DESCRIPTION (provided by applicant): The death receptor CD95 (APO-I/Fas) is best known for its apoptosis inducing activity which involves recruitment of the adaptor molecule FADD and initiator caspases to the intracellular death domain of the receptor. Despite its apoptotic potential most human tumors are refractory to the cytotoxic effects of CD95 ligand. This is due either to upregulation of antiapoptotic genes, functional elimination of CD95 apoptosis signaling pathway components, mutation or downregulation of CD95. In contrast, CD95 ligand (CD95L) levels are elevated in many cancer patients and in patients receiving chemotherapy, either systemically in the serum or within the tumor itself. This has mainly been viewed as an immune escape mechanism to eliminate infiltrating lymphocytes. We recently found that CD95L induces increased motility and invasiveness in multiple apoptosis resistant tumor cells. Engagement of CD95 triggered activation of multiple signaling pathways, 3 of which - activation of NF-kappaB, Erkl/2 and caspase-8 - were found to contribute to this novel activity of CD95. We also reported that the expression of a combination of wild-type and mutant CD95, a situation frequently found in human tumors carrying a heterozygous mutation in the death domain of CD95, completely blocks apoptosis signaling but allows full activation of nonapoptotic pathways. We hypothesize that CD95 on apoptosis resistant tumor cells functions as a tumor promoting receptor and that acquiring a point mutation in one allele of CD95 converts the tumor suppressor CD95 into a tumor promotor. Furthermore we hypothesize that increased concentrations of CD95L found in cancer patients can contribute to increased tumorigenicity of tumors. To test these hypotheses in vitro and in vivo we propose the following three specific aims: Specific Aim 1: Determine the mechanism by which CD95 induces tumorigenic pathways. Specific Aim 2: Identify and characterize the CD95 induced genes that regulate CD95's tumor promoting activities. Specific Aim 3: Test whether chemotherapeutic drugs can induce invasiveness of drug resistant tumor cells. Our studies may provide the means to counteract the novel tumorigenic activities of CD95 by either blocking the activity of CD95L, the tumorigenic signaling pathways, or the tumorigenic genes activated in response to CD95 stimulation.
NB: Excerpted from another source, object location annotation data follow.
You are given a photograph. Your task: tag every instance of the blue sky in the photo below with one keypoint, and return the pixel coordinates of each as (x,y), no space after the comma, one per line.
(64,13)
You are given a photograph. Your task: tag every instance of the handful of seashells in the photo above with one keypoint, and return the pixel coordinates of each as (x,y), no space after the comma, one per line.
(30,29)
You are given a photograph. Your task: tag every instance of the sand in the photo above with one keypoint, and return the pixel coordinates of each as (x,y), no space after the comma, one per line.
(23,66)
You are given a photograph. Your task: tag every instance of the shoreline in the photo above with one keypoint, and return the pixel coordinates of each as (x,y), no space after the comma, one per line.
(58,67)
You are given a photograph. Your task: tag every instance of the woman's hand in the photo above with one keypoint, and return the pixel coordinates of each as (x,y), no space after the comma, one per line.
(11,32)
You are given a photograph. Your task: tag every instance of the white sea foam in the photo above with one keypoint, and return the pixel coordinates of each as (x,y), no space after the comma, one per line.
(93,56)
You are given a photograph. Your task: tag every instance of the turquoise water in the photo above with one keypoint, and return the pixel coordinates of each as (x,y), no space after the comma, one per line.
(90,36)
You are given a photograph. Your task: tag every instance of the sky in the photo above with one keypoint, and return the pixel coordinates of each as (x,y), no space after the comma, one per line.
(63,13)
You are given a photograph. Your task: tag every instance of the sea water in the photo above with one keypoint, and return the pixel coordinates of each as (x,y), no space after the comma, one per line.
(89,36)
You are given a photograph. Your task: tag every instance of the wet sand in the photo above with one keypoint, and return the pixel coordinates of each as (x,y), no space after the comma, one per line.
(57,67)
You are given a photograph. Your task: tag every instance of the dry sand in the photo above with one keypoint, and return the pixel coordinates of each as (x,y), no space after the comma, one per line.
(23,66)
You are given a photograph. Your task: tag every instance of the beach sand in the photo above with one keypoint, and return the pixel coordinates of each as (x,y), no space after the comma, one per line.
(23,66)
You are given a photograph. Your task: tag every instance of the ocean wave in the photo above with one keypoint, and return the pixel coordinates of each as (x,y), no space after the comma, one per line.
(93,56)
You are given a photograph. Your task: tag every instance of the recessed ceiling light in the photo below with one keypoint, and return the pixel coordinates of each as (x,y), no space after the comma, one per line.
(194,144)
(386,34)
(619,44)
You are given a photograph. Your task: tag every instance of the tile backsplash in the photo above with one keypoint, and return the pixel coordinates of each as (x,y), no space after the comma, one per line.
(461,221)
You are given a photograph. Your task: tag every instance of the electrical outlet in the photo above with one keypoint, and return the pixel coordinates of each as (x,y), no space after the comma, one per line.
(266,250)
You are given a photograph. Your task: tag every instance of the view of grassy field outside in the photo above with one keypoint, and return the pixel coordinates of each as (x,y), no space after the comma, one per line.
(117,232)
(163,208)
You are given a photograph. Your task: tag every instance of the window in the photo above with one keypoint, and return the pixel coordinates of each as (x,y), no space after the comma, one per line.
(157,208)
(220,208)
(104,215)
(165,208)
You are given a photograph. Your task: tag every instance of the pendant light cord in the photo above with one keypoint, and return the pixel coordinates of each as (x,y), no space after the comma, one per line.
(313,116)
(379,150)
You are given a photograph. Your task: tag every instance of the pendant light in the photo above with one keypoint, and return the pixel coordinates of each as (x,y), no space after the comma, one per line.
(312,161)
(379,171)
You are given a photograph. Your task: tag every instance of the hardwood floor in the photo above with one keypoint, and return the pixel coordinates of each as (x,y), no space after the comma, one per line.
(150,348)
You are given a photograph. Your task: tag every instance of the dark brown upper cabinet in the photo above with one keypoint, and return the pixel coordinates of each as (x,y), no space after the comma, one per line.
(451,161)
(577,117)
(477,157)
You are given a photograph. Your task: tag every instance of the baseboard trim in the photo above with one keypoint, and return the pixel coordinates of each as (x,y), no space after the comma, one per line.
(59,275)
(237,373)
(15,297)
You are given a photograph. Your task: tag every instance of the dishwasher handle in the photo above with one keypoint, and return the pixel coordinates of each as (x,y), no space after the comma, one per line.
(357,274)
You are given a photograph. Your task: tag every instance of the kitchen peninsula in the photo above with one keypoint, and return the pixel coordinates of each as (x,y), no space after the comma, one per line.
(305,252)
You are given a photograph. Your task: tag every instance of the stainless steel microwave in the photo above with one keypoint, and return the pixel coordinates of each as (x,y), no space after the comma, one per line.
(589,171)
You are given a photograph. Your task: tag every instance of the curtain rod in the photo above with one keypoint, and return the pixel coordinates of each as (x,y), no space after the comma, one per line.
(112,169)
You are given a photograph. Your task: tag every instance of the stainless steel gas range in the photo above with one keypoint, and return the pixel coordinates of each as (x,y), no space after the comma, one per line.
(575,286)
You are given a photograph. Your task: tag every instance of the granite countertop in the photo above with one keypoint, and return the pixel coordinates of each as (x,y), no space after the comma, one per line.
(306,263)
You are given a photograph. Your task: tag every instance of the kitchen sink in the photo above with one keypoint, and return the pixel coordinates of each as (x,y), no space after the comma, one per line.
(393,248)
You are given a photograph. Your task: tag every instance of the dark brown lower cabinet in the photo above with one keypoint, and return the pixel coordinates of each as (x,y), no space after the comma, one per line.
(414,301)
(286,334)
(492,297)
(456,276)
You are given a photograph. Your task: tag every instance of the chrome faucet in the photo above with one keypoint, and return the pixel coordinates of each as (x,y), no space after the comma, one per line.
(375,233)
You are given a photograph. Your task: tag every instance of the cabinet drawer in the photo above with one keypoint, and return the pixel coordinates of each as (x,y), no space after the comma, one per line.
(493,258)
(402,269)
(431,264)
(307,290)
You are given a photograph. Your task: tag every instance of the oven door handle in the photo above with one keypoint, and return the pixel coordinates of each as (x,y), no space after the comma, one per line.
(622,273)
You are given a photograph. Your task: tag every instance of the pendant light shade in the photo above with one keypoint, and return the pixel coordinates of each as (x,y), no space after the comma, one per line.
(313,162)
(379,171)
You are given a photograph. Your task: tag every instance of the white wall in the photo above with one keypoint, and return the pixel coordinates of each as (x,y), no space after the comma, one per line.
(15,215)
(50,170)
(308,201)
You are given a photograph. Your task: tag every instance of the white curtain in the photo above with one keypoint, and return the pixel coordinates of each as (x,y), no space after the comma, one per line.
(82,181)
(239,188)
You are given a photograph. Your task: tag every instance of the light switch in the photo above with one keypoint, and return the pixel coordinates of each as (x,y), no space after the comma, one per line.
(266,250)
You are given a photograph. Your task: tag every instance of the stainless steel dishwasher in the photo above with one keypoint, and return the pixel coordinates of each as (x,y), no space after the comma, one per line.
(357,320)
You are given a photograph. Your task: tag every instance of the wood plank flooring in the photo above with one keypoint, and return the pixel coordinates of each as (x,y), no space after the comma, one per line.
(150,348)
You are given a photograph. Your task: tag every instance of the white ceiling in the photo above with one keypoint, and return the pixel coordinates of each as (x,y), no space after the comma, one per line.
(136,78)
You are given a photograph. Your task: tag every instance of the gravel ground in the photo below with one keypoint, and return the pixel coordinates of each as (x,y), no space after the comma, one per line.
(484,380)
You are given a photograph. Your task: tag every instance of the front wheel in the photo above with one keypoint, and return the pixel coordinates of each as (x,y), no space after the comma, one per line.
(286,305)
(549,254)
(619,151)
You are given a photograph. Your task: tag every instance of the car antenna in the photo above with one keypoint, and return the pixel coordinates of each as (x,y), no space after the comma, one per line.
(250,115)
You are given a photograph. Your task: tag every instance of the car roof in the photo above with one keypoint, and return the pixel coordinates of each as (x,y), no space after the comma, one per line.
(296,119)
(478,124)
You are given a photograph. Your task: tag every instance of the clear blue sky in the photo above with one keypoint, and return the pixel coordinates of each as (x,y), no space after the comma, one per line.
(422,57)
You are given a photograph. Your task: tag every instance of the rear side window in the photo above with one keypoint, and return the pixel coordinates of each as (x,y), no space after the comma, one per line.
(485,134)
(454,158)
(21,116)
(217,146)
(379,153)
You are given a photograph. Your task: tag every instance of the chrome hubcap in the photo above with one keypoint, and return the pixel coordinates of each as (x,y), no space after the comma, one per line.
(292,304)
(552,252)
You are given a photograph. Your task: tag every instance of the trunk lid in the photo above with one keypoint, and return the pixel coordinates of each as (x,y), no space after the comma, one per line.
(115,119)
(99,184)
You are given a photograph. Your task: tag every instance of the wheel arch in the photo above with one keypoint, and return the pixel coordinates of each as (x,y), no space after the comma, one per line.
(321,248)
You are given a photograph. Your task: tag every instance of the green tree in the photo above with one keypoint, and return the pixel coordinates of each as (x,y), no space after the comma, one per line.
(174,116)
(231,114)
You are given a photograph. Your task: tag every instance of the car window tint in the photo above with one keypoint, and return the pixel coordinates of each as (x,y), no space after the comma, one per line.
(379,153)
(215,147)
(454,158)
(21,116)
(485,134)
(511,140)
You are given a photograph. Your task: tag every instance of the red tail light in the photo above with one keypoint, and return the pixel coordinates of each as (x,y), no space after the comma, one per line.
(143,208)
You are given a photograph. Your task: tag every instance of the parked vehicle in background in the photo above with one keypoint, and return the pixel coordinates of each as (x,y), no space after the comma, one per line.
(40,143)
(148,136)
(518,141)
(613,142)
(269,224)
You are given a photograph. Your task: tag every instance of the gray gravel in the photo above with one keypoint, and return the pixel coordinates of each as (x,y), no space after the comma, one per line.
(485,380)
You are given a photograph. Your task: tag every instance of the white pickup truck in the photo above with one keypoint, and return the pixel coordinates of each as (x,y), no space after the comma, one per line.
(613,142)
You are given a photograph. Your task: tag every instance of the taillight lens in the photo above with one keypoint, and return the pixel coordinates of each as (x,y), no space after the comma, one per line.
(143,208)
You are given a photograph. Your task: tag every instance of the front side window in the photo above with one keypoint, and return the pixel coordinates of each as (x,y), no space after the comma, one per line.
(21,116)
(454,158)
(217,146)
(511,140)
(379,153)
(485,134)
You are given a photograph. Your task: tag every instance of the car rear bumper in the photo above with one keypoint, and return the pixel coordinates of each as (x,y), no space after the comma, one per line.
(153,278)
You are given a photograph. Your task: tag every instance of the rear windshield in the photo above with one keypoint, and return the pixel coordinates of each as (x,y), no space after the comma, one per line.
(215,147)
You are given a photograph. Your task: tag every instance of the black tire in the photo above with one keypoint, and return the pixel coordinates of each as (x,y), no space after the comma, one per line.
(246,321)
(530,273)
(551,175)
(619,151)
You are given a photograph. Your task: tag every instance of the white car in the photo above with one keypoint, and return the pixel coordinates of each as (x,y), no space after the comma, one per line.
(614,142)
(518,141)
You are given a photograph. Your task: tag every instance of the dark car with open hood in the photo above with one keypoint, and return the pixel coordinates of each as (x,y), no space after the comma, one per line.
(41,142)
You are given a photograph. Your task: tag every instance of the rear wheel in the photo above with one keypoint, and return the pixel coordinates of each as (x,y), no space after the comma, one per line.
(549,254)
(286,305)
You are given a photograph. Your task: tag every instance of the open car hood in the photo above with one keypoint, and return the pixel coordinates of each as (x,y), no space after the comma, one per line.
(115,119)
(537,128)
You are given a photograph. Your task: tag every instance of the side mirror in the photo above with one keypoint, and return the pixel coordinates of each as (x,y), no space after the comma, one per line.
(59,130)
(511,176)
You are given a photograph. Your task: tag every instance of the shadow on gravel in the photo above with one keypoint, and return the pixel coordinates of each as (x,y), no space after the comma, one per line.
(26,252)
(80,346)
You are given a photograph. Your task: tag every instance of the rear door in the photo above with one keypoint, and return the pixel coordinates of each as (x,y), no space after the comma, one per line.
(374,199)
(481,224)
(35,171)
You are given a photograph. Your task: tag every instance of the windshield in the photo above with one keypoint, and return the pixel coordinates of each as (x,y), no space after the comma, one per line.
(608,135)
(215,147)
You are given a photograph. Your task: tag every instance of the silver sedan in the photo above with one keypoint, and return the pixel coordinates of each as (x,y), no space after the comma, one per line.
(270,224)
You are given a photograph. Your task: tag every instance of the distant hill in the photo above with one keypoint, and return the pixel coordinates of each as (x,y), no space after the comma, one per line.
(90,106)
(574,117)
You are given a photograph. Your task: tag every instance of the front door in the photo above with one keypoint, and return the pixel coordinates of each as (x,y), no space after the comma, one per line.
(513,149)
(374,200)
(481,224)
描述（由申请人提供）：死亡受体CD 95（APO-1/Fas）最为人所知的是其细胞凋亡诱导活性，其涉及将衔接分子FADD和引发剂半胱天冬酶募集到受体的细胞内死亡结构域。尽管其具有凋亡潜力，但大多数人肿瘤对CD 95配体的细胞毒性作用是难治的。这是由于抗凋亡基因的上调、CD 95凋亡信号通路组分的功能性消除、CD 95的突变或下调。相反，在许多癌症患者和接受化疗的患者中，CD 95配体（CD 95 L）水平升高，无论是在血清中还是在肿瘤本身中。这主要被认为是一种免疫逃逸机制，以消除浸润淋巴细胞。我们最近发现，CD 95 L诱导增加的运动性和侵袭性的多重凋亡抵抗肿瘤细胞。CD 95的参与触发了多种信号传导途径的激活，其中3种-NF-κ B、Erkl/2和半胱天冬酶-8的激活-被发现有助于CD 95的这种新活性。我们还报道了野生型和突变型CD 95的组合表达，这是在CD 95死亡结构域携带杂合突变的人类肿瘤中常见的情况，完全阻断了凋亡信号传导，但允许完全激活非凋亡途径。我们假设，抗凋亡肿瘤细胞上的CD 95作为肿瘤促进受体发挥作用，并且在CD 95的一个等位基因中获得点突变将肿瘤抑制因子CD 95转化为肿瘤促进因子。此外，我们假设在癌症患者中发现的CD 95 L浓度增加可能有助于肿瘤致瘤性增加。为了在体外和体内测试这些假设，我们提出了以下三个具体目标：具体目标1：确定CD 95诱导肿瘤发生途径的机制。具体目标2：鉴定和表征调节CD 95促肿瘤活性的CD 95诱导基因。具体目的3：检测化疗药物是否能诱导耐药肿瘤细胞的侵袭性。我们的研究可能提供通过阻断CD 95 L的活性、致瘤信号通路或响应于CD 95刺激而激活的致瘤基因来抵消CD 95的新致瘤活性的方法。